Market division schemes, or customer allocation schemes, are anticompetitive agreements where companies divide markets amongst themselves. Each company is generally given a market that is exclusively theirs.
For example, anticompetitive market division schemes occur when competitors divide up customers or types of customers, determining who can sell to which customers. For example, two competitors might decide that one company will get the market for senior citizens and the other will get the market for children. The market for the young adult demographic (18 to 30 year-olds) is often considered one of the most desirable.
Laws Prohibiting Market Division Schemes
Anticompetitive market division schemes violate federal antitrust law, notably the Sherman Antitrust Act, and are prohibited by state antitrust law, including the California Cartwright Act.
Is market allocation illegal?
In almost all circumstances a market allocation agreement will be illegal under antitrust law. Federal antitrust law treats a market allocation amongst competitors as a per se violation of the antitrust laws.

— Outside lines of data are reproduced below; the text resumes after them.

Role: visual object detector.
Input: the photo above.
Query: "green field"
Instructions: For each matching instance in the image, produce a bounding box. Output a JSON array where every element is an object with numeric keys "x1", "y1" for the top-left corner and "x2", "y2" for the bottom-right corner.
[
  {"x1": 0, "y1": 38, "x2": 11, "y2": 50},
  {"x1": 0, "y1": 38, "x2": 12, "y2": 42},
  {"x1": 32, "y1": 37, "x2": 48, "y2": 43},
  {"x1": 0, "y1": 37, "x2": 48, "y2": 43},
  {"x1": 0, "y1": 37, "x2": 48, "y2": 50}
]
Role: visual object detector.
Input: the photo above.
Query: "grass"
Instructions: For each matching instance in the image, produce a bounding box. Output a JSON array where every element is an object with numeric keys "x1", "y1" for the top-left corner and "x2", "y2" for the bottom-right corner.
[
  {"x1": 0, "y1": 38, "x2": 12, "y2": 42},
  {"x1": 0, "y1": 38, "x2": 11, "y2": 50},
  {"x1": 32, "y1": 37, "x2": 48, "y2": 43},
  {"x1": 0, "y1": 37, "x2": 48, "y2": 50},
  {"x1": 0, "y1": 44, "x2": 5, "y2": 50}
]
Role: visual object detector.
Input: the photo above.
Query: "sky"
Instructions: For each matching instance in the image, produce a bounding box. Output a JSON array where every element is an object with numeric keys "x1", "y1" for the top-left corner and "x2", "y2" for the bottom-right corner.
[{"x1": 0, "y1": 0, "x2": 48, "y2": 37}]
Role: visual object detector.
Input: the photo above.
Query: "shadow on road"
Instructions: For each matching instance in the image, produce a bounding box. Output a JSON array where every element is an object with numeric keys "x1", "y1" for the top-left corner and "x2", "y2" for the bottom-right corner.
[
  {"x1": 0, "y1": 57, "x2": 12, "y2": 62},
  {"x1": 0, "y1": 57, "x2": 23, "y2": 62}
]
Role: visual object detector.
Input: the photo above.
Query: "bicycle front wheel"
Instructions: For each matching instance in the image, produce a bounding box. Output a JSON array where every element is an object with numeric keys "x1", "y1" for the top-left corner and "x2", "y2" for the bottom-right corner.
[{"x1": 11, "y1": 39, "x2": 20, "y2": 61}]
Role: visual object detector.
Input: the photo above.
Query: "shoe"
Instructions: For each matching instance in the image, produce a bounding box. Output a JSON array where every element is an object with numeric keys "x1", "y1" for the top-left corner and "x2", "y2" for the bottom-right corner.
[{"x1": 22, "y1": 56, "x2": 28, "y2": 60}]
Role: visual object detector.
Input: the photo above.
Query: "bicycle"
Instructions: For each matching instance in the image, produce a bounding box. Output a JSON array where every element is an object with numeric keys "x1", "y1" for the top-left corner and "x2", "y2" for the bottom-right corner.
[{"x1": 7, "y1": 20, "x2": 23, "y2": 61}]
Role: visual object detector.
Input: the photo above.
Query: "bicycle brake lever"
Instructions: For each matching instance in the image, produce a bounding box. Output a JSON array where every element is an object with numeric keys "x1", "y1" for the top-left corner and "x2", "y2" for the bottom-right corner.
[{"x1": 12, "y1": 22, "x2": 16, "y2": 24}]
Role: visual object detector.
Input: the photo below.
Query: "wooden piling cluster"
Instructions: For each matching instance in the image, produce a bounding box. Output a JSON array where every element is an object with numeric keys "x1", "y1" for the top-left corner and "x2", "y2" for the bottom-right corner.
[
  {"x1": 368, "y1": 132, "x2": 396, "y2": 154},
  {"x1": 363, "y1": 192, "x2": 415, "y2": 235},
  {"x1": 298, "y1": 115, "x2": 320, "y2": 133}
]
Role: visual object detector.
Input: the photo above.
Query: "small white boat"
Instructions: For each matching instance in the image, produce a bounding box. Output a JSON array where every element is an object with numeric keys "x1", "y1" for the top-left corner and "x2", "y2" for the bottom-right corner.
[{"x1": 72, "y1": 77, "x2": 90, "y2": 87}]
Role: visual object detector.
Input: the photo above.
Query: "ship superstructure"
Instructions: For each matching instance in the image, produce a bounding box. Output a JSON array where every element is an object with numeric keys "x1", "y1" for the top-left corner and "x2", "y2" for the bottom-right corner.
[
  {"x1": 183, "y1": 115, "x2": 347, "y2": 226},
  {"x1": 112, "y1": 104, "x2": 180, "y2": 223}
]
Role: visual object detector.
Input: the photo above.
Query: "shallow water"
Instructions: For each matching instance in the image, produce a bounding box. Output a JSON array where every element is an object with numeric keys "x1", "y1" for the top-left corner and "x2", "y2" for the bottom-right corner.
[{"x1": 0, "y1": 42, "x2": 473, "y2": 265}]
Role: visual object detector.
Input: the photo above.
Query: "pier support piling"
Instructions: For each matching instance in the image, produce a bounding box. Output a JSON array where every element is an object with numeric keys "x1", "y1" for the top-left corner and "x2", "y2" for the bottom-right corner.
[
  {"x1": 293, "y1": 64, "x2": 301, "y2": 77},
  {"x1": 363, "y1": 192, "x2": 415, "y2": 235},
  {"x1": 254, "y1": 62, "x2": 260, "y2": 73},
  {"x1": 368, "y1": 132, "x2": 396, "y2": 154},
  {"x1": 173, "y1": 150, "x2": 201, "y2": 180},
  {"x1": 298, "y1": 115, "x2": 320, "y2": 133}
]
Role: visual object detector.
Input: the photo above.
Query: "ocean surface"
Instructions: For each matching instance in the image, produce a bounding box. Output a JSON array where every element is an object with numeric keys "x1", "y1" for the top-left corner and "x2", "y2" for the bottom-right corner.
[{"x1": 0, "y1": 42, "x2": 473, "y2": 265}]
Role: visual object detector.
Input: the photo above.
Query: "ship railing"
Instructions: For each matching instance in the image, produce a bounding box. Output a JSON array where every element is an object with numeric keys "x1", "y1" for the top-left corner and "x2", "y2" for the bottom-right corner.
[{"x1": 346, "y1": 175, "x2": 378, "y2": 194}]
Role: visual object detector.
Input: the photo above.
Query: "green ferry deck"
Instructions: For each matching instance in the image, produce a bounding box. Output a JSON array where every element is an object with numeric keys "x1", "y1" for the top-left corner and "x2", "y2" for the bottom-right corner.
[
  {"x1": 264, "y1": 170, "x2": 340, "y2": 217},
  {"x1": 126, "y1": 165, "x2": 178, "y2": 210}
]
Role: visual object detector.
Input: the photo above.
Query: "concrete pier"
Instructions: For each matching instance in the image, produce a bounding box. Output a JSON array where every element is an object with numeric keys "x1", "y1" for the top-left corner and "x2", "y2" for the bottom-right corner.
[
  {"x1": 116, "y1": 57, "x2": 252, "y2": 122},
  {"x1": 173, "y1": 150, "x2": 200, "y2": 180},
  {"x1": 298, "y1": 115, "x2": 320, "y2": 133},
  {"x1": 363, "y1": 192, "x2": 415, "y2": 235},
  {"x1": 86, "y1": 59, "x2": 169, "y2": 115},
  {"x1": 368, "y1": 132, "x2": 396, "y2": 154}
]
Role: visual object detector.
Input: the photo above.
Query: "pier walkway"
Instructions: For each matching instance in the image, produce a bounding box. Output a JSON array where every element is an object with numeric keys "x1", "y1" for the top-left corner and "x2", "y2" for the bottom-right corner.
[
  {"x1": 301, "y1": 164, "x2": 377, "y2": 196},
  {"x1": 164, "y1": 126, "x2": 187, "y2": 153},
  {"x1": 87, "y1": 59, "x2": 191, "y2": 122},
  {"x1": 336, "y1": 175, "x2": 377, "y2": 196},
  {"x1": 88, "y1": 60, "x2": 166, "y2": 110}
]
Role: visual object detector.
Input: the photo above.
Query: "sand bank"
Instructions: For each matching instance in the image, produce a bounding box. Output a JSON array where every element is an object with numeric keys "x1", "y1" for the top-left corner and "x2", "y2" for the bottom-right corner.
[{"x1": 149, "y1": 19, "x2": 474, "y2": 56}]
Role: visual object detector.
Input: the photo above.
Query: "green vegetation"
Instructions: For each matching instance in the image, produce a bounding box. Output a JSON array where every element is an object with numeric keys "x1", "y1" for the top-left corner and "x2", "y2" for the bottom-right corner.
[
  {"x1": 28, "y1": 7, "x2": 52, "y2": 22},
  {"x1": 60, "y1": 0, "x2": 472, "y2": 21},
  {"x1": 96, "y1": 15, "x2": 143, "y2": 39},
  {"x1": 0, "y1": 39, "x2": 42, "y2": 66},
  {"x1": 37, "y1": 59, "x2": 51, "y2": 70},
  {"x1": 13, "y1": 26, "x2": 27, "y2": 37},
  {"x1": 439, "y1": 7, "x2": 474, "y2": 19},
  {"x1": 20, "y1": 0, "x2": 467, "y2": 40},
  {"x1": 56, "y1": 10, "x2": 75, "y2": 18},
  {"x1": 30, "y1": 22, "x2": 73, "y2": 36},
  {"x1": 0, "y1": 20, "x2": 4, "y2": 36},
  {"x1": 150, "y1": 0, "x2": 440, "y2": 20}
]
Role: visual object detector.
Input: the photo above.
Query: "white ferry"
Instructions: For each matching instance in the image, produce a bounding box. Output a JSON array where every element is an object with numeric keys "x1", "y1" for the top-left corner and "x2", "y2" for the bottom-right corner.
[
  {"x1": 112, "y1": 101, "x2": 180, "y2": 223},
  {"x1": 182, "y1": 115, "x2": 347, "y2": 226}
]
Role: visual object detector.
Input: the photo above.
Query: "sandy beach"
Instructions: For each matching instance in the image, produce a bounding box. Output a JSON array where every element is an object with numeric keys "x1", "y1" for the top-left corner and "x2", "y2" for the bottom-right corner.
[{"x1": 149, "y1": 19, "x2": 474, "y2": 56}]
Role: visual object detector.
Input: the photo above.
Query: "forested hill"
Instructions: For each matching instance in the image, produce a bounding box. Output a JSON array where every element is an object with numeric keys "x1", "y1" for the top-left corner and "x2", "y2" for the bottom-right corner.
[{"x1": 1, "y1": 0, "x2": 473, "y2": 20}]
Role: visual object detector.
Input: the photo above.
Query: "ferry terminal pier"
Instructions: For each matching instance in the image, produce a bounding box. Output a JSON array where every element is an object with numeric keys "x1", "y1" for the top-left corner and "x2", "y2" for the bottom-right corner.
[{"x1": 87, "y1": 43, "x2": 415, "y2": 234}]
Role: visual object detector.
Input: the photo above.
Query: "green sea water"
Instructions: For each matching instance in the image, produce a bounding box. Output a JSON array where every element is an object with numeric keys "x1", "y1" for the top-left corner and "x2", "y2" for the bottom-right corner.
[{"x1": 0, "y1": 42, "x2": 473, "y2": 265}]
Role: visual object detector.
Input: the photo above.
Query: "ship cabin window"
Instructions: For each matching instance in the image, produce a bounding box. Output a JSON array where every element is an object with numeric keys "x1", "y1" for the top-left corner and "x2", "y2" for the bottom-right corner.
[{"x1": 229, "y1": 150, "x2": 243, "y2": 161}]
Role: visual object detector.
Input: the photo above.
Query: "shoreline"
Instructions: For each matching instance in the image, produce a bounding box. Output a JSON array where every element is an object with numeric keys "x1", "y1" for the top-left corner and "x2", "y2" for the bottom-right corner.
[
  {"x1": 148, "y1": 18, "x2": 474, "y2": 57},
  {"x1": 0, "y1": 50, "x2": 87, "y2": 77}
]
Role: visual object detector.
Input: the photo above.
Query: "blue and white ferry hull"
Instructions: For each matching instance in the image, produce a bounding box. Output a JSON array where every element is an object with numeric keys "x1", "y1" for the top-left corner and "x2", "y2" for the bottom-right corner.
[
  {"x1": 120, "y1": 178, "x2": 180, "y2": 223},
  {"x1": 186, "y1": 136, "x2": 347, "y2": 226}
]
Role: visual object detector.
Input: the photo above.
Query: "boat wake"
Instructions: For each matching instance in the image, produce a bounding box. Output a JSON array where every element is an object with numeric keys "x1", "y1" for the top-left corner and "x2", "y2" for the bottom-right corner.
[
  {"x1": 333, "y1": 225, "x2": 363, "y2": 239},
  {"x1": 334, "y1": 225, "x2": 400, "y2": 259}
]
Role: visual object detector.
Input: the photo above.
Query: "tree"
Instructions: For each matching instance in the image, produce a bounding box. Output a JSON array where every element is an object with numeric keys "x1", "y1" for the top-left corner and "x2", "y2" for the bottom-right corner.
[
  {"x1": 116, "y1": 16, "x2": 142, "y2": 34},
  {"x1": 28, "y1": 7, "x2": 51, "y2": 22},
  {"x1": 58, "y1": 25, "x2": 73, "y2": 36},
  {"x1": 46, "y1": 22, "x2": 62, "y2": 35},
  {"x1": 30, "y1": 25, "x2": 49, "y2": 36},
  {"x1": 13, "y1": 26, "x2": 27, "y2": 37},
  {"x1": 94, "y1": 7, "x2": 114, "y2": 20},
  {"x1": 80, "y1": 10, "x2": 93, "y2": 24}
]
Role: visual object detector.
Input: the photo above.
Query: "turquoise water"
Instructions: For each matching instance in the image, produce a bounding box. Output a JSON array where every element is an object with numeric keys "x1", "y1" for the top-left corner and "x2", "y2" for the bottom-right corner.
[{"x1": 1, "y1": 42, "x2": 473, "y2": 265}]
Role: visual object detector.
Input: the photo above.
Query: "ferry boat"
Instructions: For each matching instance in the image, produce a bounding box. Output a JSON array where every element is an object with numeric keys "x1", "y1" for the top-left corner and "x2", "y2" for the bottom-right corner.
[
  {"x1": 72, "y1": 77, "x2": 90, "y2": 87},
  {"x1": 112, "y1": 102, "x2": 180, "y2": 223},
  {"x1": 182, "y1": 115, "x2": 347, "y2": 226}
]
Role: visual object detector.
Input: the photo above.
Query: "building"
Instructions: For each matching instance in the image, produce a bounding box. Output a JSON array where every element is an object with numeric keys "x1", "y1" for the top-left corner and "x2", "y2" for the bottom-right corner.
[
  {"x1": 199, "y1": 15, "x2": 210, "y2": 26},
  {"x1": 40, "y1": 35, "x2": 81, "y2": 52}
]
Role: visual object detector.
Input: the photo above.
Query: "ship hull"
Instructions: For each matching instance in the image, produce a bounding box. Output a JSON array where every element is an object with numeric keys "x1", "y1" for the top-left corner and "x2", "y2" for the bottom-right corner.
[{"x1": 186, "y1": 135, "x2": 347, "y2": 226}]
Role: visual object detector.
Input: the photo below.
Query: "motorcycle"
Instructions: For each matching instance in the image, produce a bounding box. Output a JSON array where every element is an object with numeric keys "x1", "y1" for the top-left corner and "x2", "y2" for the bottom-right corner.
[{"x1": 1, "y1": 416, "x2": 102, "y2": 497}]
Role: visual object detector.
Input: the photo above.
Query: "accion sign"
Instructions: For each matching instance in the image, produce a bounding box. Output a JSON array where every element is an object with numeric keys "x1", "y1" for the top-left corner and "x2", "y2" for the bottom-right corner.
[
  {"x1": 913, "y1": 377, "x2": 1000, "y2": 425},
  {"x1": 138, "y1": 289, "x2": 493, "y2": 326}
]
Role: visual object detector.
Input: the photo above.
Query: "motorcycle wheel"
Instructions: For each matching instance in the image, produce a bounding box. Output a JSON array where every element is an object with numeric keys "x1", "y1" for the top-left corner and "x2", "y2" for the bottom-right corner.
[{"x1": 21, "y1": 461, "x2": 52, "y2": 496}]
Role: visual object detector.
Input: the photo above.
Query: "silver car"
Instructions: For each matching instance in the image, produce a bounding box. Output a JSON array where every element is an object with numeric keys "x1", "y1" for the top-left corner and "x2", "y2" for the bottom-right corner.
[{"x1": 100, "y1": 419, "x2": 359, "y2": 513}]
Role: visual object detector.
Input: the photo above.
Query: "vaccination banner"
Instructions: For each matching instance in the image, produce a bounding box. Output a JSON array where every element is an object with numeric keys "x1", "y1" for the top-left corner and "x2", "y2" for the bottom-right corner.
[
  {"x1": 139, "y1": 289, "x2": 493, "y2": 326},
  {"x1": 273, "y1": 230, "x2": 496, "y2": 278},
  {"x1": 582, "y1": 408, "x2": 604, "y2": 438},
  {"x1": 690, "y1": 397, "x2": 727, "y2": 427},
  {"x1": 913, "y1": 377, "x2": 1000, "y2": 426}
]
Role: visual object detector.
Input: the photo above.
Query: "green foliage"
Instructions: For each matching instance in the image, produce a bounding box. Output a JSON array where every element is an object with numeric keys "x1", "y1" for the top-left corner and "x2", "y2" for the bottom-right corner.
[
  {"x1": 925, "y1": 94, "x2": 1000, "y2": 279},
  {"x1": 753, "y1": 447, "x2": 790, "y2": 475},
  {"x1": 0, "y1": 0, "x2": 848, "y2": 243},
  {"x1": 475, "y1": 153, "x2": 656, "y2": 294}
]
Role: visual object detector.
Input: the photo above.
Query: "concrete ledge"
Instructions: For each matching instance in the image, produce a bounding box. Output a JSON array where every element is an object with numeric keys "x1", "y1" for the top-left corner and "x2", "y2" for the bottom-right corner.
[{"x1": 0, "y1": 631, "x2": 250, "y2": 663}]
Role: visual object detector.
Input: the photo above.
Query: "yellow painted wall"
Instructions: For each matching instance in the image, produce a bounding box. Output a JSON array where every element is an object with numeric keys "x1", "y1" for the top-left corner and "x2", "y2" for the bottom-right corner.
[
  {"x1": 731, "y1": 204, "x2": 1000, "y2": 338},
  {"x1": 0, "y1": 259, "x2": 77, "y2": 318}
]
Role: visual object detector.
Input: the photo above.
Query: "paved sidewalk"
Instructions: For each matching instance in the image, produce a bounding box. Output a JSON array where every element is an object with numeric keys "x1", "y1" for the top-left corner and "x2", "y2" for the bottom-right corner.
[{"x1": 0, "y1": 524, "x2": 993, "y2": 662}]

Other types of potentially anticompetitive behavior are only illegal if their anti-competitive effects outweigh their pro-competitive efficiencies. But per se violations are automatic violations of federal antitrust law.
FTC: What does market allocation mean?
According to the Federal Trade Commission, market allocation means:
Plain agreements among competitors to divide sales territories or assign customers are almost always illegal. These arrangements are essentially agreements not to compete: “I won’t sell in your market if you don’t sell in mine.”